Hace casi 20 años, antes de entrar en su etapa de intertextualidad, Luis Racionero publicó un interesante ensayo titulado Del paro al ocio. Ya casi no viene al caso recordar la tesis central del libro, y simplificando mucho podríamos decir que uno de los aspectos más provocadores de la obra era que sostenía que los nórdicos deberían dedicarse a organizar la producción y los meridionales (entendida Europa como una unidad) a diseñar el uso del tiempo de ocio.
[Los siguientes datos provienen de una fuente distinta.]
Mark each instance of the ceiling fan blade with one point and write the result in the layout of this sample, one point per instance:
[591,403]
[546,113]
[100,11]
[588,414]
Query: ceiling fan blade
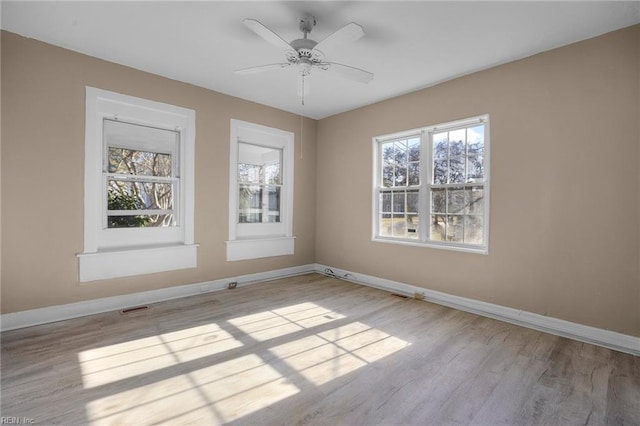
[352,73]
[264,32]
[350,32]
[261,68]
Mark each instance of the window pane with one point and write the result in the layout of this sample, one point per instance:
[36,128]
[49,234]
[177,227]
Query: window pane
[138,138]
[126,195]
[401,175]
[475,204]
[455,229]
[398,202]
[475,140]
[473,228]
[440,171]
[272,174]
[385,201]
[140,163]
[259,164]
[385,225]
[387,175]
[400,152]
[455,200]
[456,170]
[250,204]
[387,153]
[414,149]
[456,142]
[475,169]
[399,226]
[249,173]
[440,145]
[413,201]
[438,201]
[412,226]
[414,173]
[438,228]
[274,204]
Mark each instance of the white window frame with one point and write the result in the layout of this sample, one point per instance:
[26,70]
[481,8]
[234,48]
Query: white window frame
[426,177]
[118,252]
[257,240]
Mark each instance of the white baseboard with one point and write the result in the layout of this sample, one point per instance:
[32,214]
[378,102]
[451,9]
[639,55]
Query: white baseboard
[32,317]
[583,333]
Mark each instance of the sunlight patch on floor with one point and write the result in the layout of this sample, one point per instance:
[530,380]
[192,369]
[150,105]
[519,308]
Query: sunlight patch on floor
[280,322]
[331,354]
[168,378]
[127,360]
[211,395]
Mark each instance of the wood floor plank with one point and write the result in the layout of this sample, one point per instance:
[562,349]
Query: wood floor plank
[309,350]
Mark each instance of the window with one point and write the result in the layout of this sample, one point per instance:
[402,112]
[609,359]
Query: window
[259,183]
[138,210]
[432,186]
[260,192]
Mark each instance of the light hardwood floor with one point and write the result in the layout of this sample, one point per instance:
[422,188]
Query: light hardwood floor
[310,350]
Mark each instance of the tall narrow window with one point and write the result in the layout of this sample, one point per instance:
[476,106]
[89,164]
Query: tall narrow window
[138,203]
[259,183]
[431,186]
[260,192]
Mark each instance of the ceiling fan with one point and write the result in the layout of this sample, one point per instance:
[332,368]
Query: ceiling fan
[306,54]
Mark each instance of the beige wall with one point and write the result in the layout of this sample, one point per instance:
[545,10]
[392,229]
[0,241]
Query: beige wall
[43,92]
[565,204]
[564,238]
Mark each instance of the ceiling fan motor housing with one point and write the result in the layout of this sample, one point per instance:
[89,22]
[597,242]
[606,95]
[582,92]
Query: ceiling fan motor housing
[307,23]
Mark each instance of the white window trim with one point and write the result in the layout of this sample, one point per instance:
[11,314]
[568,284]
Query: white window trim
[110,253]
[257,240]
[425,173]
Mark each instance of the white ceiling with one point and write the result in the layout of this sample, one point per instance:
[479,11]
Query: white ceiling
[407,45]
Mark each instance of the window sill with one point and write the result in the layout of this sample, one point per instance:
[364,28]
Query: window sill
[115,263]
[244,249]
[442,246]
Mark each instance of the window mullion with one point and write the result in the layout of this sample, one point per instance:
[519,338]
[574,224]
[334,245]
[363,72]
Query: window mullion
[425,184]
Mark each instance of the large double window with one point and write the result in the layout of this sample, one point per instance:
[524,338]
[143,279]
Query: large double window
[431,186]
[138,203]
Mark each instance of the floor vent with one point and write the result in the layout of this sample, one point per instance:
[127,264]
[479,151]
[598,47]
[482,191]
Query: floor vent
[401,296]
[134,309]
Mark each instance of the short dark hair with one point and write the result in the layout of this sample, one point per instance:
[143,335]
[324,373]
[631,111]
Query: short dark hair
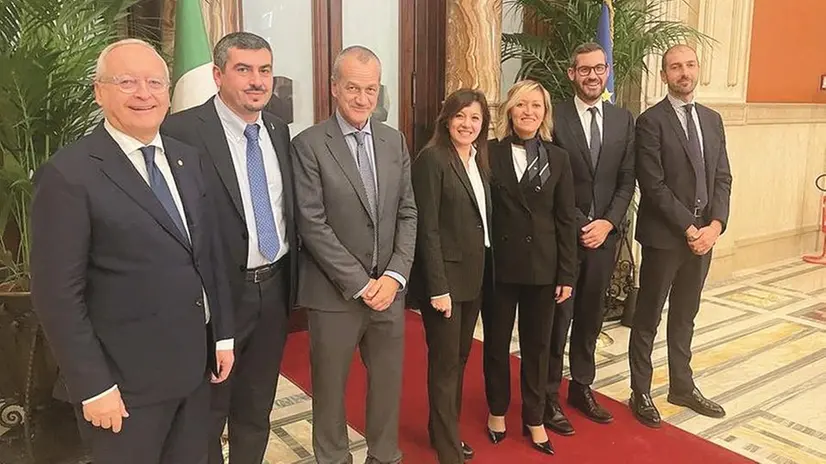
[239,40]
[454,103]
[582,49]
[671,49]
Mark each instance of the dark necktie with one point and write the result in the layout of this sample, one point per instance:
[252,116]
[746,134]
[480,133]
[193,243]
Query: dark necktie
[696,155]
[161,189]
[366,173]
[538,170]
[596,137]
[268,242]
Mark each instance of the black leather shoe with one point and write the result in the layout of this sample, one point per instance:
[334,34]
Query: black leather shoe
[644,410]
[544,447]
[582,398]
[467,451]
[556,421]
[496,437]
[698,403]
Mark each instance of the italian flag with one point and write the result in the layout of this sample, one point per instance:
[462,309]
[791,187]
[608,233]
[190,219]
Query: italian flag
[192,70]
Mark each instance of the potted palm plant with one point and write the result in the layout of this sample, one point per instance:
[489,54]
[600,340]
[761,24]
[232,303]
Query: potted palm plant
[639,30]
[48,50]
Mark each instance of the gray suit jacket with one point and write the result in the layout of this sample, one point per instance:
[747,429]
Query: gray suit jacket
[333,219]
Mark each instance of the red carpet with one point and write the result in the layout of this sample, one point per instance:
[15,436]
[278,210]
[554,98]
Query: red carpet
[624,441]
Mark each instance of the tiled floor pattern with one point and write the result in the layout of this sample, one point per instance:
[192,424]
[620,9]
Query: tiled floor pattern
[759,349]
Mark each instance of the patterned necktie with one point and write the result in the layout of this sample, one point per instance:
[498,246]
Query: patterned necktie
[596,137]
[696,155]
[161,189]
[366,172]
[268,242]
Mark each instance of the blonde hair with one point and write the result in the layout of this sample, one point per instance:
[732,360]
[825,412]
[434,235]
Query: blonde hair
[504,125]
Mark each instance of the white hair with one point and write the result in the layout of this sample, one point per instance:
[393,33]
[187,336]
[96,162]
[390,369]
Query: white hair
[100,68]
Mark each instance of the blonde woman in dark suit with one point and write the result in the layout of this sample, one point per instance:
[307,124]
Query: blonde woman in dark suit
[534,245]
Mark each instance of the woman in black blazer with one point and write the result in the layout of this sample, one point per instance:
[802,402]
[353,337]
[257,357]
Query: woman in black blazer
[453,200]
[534,246]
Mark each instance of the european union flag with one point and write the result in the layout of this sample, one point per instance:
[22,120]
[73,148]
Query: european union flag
[605,37]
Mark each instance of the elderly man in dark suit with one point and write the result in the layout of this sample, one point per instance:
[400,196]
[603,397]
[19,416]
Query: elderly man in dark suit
[600,139]
[685,181]
[357,220]
[249,174]
[126,273]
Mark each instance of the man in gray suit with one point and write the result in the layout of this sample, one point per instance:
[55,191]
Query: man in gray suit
[357,220]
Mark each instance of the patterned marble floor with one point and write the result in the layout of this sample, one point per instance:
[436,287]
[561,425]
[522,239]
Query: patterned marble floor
[759,349]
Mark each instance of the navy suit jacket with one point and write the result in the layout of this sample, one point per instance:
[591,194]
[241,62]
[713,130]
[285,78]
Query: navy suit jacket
[117,287]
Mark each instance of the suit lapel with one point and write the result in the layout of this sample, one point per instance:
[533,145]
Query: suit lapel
[181,167]
[217,148]
[508,172]
[344,157]
[571,115]
[282,152]
[671,115]
[711,144]
[381,152]
[459,169]
[122,173]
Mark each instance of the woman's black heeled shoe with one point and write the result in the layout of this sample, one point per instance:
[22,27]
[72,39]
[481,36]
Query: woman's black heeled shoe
[544,447]
[496,437]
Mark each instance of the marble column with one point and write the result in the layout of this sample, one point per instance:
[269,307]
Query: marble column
[220,18]
[473,46]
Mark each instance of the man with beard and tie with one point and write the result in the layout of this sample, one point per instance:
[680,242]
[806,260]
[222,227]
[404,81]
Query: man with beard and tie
[247,155]
[600,140]
[685,183]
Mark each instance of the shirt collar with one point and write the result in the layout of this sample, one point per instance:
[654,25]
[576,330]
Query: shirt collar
[582,107]
[232,121]
[347,128]
[129,144]
[676,102]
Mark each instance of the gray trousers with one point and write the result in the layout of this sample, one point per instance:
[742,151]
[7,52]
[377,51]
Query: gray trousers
[334,337]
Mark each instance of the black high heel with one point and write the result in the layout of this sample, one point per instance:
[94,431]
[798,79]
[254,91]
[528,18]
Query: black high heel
[544,447]
[496,437]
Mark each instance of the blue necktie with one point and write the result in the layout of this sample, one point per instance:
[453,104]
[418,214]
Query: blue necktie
[268,243]
[161,189]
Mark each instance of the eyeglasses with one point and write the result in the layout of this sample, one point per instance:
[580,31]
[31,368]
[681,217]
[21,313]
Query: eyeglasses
[585,71]
[130,84]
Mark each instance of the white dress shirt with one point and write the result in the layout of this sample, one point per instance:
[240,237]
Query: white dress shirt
[585,118]
[478,187]
[678,105]
[131,147]
[234,128]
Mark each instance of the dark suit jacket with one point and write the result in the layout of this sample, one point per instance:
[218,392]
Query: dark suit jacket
[610,187]
[534,235]
[450,243]
[334,220]
[115,284]
[666,177]
[201,128]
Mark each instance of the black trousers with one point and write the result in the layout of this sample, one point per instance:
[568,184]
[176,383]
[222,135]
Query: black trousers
[683,273]
[245,399]
[171,432]
[587,309]
[448,345]
[536,315]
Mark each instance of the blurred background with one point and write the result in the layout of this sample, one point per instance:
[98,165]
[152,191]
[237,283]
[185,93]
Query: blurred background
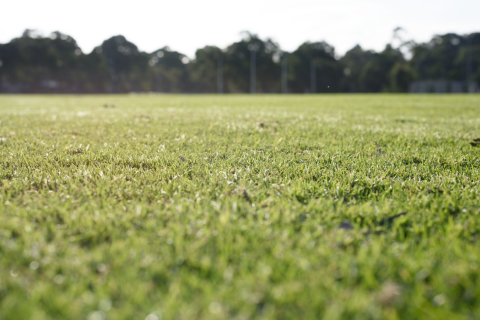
[240,47]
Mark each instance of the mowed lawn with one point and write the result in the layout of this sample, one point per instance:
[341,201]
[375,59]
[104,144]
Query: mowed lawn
[239,207]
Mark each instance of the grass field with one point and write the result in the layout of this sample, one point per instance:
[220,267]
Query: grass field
[239,207]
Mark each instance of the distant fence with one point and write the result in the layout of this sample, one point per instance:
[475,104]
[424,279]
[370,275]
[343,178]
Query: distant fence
[443,86]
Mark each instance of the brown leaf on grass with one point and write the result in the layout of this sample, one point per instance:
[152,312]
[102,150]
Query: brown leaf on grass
[245,196]
[389,293]
[345,225]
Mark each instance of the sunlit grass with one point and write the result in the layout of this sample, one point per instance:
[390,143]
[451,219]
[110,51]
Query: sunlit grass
[229,207]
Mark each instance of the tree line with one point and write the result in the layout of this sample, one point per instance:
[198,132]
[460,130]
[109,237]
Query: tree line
[55,64]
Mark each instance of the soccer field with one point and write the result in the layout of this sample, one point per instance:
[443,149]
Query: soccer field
[239,207]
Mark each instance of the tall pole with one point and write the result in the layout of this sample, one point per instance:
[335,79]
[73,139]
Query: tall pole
[253,70]
[313,78]
[284,73]
[468,60]
[220,75]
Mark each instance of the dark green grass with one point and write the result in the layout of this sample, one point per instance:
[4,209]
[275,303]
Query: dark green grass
[228,207]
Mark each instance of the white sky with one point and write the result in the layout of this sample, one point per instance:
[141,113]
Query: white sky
[190,24]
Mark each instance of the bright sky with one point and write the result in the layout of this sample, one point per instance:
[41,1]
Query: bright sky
[190,24]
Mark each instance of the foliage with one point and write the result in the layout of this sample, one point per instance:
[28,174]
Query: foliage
[32,63]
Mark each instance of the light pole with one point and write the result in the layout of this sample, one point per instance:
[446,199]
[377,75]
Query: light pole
[253,68]
[284,73]
[220,75]
[313,77]
[468,61]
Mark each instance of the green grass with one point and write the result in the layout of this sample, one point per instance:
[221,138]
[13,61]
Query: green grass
[228,207]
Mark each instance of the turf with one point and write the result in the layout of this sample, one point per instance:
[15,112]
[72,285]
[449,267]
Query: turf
[239,207]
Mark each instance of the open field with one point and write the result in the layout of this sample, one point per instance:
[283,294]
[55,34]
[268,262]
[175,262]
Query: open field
[229,207]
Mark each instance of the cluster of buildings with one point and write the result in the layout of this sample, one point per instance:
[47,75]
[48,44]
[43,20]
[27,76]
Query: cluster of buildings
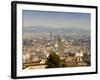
[36,50]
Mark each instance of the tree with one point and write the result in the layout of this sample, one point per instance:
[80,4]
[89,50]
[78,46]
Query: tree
[54,61]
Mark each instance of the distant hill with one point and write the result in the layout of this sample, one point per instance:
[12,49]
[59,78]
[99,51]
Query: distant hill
[57,31]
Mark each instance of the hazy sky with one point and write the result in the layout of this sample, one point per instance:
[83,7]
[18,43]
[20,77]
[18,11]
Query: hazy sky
[56,19]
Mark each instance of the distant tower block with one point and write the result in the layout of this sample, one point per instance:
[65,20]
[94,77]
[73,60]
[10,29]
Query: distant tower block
[61,46]
[51,35]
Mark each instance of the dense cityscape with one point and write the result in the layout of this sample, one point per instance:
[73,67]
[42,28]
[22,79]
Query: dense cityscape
[37,48]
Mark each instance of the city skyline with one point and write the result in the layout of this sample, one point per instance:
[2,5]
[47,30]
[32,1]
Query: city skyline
[56,19]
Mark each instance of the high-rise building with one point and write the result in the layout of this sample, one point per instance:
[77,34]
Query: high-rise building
[61,46]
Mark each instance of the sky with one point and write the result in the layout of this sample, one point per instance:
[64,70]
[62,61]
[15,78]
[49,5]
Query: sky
[56,19]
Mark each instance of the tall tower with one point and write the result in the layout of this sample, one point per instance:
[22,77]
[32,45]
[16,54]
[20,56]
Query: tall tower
[51,35]
[61,46]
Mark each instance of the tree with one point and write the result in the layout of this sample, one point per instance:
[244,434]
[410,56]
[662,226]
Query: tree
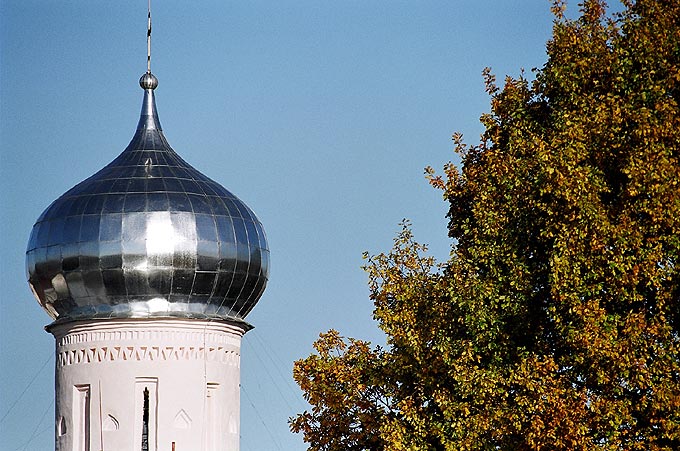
[555,324]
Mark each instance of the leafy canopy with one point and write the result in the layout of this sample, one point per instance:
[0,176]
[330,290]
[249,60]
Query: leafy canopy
[555,324]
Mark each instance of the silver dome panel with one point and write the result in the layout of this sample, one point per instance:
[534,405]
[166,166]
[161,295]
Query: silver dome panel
[148,236]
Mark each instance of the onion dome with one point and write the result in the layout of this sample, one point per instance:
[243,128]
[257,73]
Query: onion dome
[147,236]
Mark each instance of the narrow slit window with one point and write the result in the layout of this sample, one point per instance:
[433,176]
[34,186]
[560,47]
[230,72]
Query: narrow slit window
[145,421]
[81,420]
[146,414]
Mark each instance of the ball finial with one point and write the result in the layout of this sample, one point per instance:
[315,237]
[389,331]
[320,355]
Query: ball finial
[148,81]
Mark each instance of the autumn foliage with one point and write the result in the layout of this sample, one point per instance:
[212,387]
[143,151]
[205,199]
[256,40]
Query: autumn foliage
[555,324]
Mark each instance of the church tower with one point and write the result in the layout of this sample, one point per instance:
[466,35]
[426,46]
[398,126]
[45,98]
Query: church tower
[148,269]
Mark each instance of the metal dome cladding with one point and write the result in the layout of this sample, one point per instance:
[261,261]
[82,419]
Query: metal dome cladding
[147,236]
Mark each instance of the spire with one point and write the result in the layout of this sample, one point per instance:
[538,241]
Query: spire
[148,119]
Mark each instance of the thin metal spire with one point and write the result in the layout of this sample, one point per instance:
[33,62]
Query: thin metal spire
[148,41]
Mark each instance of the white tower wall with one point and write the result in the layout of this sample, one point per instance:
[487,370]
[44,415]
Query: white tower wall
[190,370]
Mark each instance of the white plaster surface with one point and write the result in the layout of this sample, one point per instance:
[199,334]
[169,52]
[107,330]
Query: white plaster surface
[190,367]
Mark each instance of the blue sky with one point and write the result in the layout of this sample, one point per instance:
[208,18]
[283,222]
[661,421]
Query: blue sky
[319,115]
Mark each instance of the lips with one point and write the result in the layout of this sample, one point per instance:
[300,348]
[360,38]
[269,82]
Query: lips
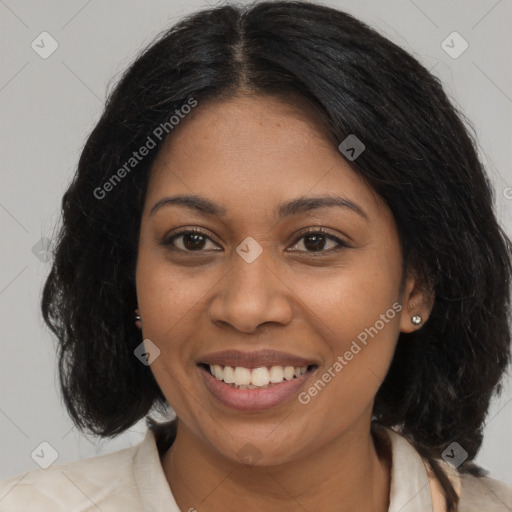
[254,397]
[256,359]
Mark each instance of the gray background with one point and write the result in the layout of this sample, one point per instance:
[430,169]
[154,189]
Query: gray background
[48,107]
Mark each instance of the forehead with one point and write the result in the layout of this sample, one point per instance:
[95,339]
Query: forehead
[253,151]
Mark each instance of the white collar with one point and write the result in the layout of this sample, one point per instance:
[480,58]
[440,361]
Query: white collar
[413,488]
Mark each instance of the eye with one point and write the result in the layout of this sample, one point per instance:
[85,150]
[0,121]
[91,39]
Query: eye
[192,240]
[316,238]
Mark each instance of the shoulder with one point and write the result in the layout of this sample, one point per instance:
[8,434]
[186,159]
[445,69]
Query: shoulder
[484,493]
[105,482]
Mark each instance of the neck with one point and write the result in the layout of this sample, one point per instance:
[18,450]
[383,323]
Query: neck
[346,473]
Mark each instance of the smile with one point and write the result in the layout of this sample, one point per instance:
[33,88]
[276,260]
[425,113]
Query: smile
[243,395]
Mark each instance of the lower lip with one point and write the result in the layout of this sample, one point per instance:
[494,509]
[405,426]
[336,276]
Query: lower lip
[254,399]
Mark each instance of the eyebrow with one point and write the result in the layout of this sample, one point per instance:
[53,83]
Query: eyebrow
[294,207]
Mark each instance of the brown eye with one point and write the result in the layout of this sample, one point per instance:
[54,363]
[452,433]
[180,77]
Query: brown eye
[317,239]
[191,241]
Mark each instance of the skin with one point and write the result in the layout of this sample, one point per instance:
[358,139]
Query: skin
[249,154]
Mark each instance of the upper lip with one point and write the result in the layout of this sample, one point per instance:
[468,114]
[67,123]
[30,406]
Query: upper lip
[254,359]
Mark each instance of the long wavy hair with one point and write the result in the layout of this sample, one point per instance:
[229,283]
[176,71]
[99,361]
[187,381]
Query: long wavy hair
[420,158]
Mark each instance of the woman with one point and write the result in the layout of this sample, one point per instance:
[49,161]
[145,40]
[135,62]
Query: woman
[280,229]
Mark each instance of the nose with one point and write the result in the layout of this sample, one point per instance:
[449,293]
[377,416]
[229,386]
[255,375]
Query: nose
[252,294]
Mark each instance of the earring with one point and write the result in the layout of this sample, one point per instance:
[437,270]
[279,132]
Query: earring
[138,319]
[416,319]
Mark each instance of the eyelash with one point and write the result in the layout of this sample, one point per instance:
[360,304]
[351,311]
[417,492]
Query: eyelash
[315,230]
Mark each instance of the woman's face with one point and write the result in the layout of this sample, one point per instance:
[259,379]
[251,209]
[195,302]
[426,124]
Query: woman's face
[253,281]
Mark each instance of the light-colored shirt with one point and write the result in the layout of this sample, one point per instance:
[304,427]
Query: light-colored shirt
[133,479]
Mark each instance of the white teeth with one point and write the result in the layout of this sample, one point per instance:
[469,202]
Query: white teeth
[276,374]
[262,377]
[217,371]
[243,376]
[289,372]
[229,375]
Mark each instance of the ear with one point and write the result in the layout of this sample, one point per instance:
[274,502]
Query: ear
[417,300]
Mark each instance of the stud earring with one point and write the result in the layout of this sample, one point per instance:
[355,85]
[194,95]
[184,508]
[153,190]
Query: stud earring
[416,319]
[138,319]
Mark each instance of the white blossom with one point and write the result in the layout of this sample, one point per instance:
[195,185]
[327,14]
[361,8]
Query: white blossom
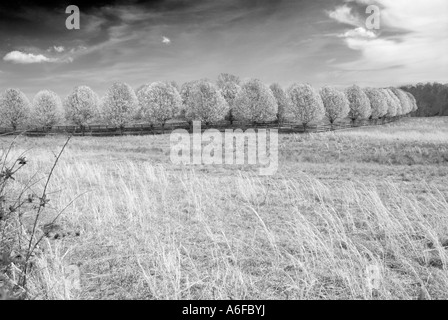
[119,105]
[159,102]
[82,106]
[203,101]
[15,108]
[335,103]
[282,102]
[403,99]
[306,104]
[392,104]
[255,103]
[359,103]
[47,108]
[378,102]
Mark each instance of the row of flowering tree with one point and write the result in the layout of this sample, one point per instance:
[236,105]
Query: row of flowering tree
[202,100]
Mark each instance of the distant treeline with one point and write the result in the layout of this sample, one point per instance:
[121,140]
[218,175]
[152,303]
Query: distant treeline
[227,98]
[432,99]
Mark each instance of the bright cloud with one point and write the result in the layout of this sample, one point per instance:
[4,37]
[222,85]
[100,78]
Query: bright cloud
[417,40]
[166,40]
[343,14]
[360,33]
[59,49]
[25,58]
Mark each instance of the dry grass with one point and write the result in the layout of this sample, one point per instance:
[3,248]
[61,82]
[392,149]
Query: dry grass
[339,203]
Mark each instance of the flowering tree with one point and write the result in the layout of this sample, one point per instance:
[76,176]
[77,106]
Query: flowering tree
[47,108]
[403,99]
[255,103]
[185,95]
[203,102]
[15,108]
[378,102]
[335,103]
[282,102]
[392,106]
[306,104]
[119,105]
[396,101]
[81,106]
[229,86]
[412,102]
[359,103]
[159,102]
[224,78]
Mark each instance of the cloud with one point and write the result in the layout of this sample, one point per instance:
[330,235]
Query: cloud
[343,14]
[412,35]
[25,58]
[359,33]
[166,40]
[59,49]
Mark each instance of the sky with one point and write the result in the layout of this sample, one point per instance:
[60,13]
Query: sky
[321,42]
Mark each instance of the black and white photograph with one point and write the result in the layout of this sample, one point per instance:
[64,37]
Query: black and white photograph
[222,156]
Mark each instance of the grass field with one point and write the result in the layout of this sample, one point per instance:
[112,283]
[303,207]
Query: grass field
[339,203]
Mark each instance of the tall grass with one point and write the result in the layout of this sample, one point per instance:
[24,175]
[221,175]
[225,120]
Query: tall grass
[154,234]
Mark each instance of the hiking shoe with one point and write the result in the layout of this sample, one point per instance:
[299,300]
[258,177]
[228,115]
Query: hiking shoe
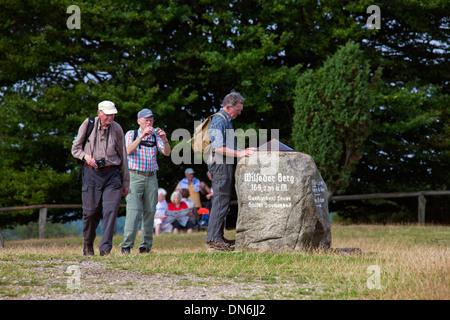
[219,245]
[144,250]
[230,242]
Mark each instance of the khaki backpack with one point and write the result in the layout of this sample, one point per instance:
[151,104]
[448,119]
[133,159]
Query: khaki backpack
[201,141]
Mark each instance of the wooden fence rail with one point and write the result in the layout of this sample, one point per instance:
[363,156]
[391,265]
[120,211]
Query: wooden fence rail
[421,203]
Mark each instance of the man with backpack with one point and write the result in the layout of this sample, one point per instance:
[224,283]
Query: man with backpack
[221,166]
[142,147]
[100,146]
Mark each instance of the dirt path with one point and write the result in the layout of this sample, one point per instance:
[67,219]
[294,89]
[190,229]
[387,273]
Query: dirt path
[58,281]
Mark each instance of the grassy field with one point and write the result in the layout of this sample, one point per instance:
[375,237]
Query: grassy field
[397,262]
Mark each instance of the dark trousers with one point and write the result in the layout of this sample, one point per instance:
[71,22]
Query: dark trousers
[102,192]
[222,179]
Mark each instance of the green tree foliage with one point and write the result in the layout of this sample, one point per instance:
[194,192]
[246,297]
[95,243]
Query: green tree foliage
[332,114]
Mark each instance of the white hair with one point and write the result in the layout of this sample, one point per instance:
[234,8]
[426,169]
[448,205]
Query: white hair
[174,194]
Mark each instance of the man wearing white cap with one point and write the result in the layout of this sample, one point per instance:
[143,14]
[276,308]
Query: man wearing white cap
[143,146]
[105,175]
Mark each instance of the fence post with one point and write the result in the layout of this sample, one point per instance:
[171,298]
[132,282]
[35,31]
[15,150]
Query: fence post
[42,222]
[421,202]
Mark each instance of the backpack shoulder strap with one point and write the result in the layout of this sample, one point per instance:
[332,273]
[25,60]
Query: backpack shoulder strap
[89,129]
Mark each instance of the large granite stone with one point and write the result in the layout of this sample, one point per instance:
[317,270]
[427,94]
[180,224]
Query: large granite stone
[282,202]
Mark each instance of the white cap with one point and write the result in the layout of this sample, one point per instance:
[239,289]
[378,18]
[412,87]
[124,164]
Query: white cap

Eran los años en los que los convenios colectivos recogían siempre nuevas reducciones de la jornada laboral y parecía que el ocio iba a terminar por ser el tiempo dominante de nuestra existencia. Pues bien, la gente que yo conozco vive abrumada y disfruta hoy de un tiempo de ocio menor. Los horarios en casi todos los trabajos se alargan, cada vez más gente tiene ocupación durante el fin de semana, crece el número de quienes han de llevarse tarea a su casa… ¿Qué queda para el ocio? La realidad es que, a menos que aprovechemos tiempos muertos (el rato del metro o el autobús, la espera en la consulta del médico, los minutos que cada día malgastamos en no se sabe muy bien qué), da la impresión de que hoy leemos menos que hace unos años, escuchamos menos música, vemos menos películas… Incluso leemos menos periódicos y oímos menos la radio. La TV presenta un consumo mayor, aunque si discriminamos por tipo de programas quizá nos llevemos un disgusto. Desde luego, es mi propia experiencia. Hace unos días lo comentaba con Almudena Cacho (a quien pueden seguir aquí y aquí): estoy convencido de que mi consumo de literatura, música, cine y radio y mis visitas a museos eran mayores hace diez o veinte años que ahora. La razón, claro, es que no tengo tiempo.
¿Es esta la sociedad a la que aspirábamos? Creo que no. Al final, va a resultar que la cultura no será la beneficiaria de la postmodernidad, sino quizá una víctima más.